INVERSION COUNT IN AN ARRAY

Given an array arr of size n we have to find the inversion count in the array.

what is inversion count :- sum of inversion count of all indexes.

inversion count of index i = number of index j such that j>i and arr[i]>arr[j]

or number of indexes with value lesser the arr[i] in the right of index i.

OR

number of index j such that j<i and arr[j]>arr[i] or number of indexes with value greater the arr[i] in the left of index i.


Example

              0   1   2   3   4
int arr[] = { 1 , 5 , 2 , 4 , 3 }

for index 0 :- 0
for index 1 :- 3 ( index '2','3','4')
for index 2 :- 0
for index 3 :- 1 ( index '4')
for index 4 :- 0

so the inversion count of above array is equal to 0 + 3 + 0 + 1 + 0 = 4





BRUTE FORCE METHOD

Brute method use two loops.

  1. Outer loop traverse the whole array.

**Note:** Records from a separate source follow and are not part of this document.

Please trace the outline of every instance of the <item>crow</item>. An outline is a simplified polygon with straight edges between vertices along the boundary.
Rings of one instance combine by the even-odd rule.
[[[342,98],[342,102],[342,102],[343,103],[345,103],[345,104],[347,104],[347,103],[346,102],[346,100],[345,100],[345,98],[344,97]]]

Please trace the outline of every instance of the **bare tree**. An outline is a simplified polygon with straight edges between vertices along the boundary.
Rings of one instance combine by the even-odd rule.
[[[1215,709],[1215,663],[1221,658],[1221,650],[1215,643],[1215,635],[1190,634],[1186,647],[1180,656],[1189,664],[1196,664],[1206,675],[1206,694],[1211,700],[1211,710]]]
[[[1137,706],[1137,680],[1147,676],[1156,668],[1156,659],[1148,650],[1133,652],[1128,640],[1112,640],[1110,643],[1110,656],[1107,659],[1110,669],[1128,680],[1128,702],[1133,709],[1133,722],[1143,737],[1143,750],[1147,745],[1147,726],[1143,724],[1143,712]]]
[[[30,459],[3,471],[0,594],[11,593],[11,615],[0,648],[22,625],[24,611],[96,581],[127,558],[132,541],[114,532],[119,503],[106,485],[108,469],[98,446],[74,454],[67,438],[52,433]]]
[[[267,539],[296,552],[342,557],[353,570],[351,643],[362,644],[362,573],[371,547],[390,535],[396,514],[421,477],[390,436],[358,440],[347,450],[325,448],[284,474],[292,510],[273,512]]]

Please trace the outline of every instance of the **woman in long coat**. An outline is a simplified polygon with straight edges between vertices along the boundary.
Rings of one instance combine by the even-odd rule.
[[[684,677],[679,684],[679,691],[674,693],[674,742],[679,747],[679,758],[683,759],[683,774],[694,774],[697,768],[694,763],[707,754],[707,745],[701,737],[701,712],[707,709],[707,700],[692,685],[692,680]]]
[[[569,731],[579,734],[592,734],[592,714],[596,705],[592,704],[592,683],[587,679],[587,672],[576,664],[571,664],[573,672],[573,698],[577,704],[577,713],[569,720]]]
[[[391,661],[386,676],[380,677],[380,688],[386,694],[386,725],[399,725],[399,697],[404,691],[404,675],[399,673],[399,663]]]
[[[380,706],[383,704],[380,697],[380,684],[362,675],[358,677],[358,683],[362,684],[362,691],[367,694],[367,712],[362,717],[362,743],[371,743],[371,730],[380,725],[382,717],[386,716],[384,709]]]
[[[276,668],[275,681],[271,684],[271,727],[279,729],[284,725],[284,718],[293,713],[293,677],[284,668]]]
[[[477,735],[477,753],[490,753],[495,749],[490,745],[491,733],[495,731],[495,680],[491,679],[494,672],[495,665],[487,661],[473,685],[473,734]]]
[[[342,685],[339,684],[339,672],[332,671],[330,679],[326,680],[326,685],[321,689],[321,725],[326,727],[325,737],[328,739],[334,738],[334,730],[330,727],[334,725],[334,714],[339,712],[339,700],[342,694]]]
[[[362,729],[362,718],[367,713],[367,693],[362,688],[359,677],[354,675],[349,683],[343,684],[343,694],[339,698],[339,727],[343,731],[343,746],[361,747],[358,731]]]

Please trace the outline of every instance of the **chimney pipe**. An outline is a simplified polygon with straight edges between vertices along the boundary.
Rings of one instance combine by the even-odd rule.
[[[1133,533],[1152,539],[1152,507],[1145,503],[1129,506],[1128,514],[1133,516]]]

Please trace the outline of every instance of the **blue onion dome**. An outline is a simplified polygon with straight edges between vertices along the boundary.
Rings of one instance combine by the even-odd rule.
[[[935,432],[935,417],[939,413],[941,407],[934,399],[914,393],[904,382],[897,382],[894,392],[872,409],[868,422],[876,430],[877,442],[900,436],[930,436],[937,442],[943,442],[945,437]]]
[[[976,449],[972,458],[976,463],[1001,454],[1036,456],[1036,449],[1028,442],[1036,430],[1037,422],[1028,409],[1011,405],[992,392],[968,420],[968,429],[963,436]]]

  2. Inner loop count the inversion count for particular index i.

CODE


int Inversion_Count(int arr[],int n){ int inversion_count=0; for(int i=0;i<n;i++){ for(int j=i+1;j<n;j++){ if(arr[i]>arr[j]){ inversion_count+=1; } } } }

TIME COMPLEXITY :- O(N^2) SPACE COMPLEXITY :- O(1)

USING MERGE SORT

basic merge sort algorithm


step 1 :- divide the array in two equal parts step 2 :- sort the two equal parts step 3 :- merge two sorted parts **for sorting two equal parts we again use merge sort**

more on merge sort

Now, how merge sort can be used to find inversion count.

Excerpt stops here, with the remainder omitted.